Like you, I pride myself on being hard-working. I wake up before most other species and thrive when it’s freezing outside. When was the last time you woke up at 3am for a morning call with some potential mates? Maybe you have a wild night that’s just ending, but my whole day is only beginning then!
As if that’s not enough, what other species can survive on a diet of woody sagebrush during the long high desert winter? Sure, it’s a bit rough going down, but I can pull all of the nutrients I need to survive from this hearty plant. Could you say the same for yourself?
I am a indicator species for the sagebrush steppe, but that’s not what’s making the headlines.
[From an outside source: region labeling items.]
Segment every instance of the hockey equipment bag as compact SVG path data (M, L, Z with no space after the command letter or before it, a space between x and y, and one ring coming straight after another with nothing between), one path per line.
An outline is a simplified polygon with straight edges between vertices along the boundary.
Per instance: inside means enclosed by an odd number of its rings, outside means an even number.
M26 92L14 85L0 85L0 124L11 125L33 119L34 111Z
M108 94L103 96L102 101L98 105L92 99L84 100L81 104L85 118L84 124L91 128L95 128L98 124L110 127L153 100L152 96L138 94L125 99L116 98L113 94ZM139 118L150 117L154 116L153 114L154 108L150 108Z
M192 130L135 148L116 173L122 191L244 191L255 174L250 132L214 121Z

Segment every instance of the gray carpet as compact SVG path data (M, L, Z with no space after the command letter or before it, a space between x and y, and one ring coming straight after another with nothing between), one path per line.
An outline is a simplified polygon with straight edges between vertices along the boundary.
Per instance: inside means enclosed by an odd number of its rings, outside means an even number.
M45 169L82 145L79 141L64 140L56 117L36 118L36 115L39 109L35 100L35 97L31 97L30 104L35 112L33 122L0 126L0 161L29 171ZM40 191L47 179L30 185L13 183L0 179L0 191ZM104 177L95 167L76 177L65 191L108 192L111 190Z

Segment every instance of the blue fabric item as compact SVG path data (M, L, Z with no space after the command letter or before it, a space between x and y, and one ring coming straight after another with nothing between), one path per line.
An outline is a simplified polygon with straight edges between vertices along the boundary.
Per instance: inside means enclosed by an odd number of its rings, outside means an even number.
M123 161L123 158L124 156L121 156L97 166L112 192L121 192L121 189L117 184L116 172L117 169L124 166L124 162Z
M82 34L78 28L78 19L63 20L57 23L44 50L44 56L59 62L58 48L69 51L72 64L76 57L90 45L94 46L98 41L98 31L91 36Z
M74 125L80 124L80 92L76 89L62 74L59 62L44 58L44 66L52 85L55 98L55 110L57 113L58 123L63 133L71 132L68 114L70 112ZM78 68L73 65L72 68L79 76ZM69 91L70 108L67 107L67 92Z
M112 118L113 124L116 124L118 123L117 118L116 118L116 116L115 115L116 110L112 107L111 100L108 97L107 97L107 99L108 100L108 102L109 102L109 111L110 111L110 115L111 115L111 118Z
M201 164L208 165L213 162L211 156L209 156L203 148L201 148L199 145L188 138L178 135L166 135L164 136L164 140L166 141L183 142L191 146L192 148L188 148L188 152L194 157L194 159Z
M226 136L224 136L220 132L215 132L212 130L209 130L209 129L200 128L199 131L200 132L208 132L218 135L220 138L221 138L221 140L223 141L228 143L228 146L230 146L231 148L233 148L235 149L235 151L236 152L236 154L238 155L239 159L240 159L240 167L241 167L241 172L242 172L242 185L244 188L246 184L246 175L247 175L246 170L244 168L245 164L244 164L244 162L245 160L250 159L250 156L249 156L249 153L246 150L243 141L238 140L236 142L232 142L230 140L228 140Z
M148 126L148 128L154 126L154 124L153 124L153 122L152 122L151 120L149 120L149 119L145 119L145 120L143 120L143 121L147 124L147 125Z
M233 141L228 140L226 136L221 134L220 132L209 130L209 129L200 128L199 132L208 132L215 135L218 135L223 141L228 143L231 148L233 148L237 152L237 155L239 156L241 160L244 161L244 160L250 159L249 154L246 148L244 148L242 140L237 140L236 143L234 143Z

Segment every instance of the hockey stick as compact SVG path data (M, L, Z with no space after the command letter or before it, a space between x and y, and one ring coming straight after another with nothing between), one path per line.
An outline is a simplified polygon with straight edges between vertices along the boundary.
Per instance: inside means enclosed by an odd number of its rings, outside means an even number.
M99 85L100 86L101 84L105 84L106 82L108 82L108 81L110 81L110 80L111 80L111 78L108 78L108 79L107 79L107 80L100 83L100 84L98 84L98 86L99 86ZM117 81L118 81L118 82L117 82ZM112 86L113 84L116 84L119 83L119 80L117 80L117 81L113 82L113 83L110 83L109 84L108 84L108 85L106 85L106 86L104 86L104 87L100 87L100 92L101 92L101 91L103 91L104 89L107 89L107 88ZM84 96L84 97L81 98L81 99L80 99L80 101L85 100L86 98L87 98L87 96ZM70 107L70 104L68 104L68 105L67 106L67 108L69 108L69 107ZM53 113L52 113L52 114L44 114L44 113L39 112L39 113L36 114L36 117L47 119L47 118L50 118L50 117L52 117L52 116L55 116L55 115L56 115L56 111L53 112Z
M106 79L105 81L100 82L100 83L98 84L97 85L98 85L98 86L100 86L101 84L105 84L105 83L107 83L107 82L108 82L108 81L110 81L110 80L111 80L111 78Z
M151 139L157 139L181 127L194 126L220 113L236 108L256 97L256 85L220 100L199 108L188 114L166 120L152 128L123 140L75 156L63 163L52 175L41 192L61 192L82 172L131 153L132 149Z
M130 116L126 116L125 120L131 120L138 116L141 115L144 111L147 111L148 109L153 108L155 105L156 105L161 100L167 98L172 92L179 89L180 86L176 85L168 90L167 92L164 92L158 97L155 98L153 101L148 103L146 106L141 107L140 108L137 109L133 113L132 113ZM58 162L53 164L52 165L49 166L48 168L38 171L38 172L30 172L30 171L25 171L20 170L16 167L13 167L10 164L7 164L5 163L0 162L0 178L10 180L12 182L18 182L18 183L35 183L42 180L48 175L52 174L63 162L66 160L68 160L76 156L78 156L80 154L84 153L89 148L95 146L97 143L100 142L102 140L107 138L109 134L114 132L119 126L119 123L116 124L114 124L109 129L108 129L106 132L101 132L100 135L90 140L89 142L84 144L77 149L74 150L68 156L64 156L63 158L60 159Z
A little extra education for the general public would help you humans understand how hard it can be out here, not only for myself, but for the hundreds of other species who live alongside me, when we’re dodging new development like power lines, roadways, drilling or mining operations, or off-road vehicles that slice up our precious landscapes.
My habitat — our habitat — is under siege. This spring, I urge you to drop the lazy size comparisons, look beyond your flitting fascination with my dance, and really pay attention to the conservation of myself and others of my kind.